De grote winnaars van de verkiezingen waren de oppositiepartijen, die zich in de verkiezingen duidelijk hadden uitgesproken vóór implementatie van het Ohrid-akkoord en vóór aanpak van de economie. De coalitie «Samen voor Macedonië», waarin naast de sociaal-democratische SDSM een groot aantal kleine minderheidspartijen is vertegenwoordigd, verwierf 60 van de 120 zetels van het Macedonische parlement, waarvan 43 voor de SDSM en 13 voor de liberale LDP. Alle minderheden die in de preambule van de grondwet worden genoemd hebben één of meer zetels bemachtigd, met uitzondering van de kleine minderheidsgroepering van de Vlachen. De etnisch-Albanese bevolking heeft overtuigend gekozen voor de in mei opgerichte DUI van ex-UCK-M-leider Ali Ahmeti; de DUI verwierf 16 zetels. In totaal zijn 26 etnisch-Albanese parlementsleden gekozen. Twaalf van hen zijn voormalige UCK(M)-leden. Regeringspartij VMRO-DPMNE verwierf slechts 25 zetels en kondigde reeds op de avond van de verkiezingsdag aan in de oppositie te zullen gaan.
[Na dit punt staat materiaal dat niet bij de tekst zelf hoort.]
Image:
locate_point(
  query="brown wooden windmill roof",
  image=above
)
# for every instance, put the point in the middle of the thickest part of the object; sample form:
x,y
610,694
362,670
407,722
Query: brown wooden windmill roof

Op 7 oktober ontving SDSM-leider Cvrenkovski het verzoek om binnen 20 dagen een regering te vormen. Een regering van SDSM (eventueel aangevuld met partijen uit «Samen voor Macedonië») en DUI lijkt voor de hand te liggen. De SDSM heeft steeds aangegeven niet zonder een etnisch-Albanese partij te willen regeren. Inhoudelijk zouden deze partijen elkaar kunnen vinden op de volgende kernpunten: volledige implementatie van het Ohrid-akkoord, economische hervormingen (anti-corruptieprogramma, armoedebestrijding), het herstel van een veilig leefklimaat voor de bevolking en een zo spoedig mogelijke integratie in de Euro-Atlantische structuren. Wel moet nog weerstand onder de achterban van deze partijen worden overwonnen. De SDSM heeft in de verkiezingscampagne zijn afkeer benadrukt van samenwerking met voormalige leden van het UCK-M. De DUI heeft op zijn beurt aangegeven weinig vertrouwen te hebben in de vertegenwoordigers van de gevestigde politieke elite. De officiële besprekingen tussen de SDSM en de DUI zijn inmiddels aangevangen.. De algemene verwachting is dat eind deze maand een nieuw Macedonisch kabinet kan aantreden.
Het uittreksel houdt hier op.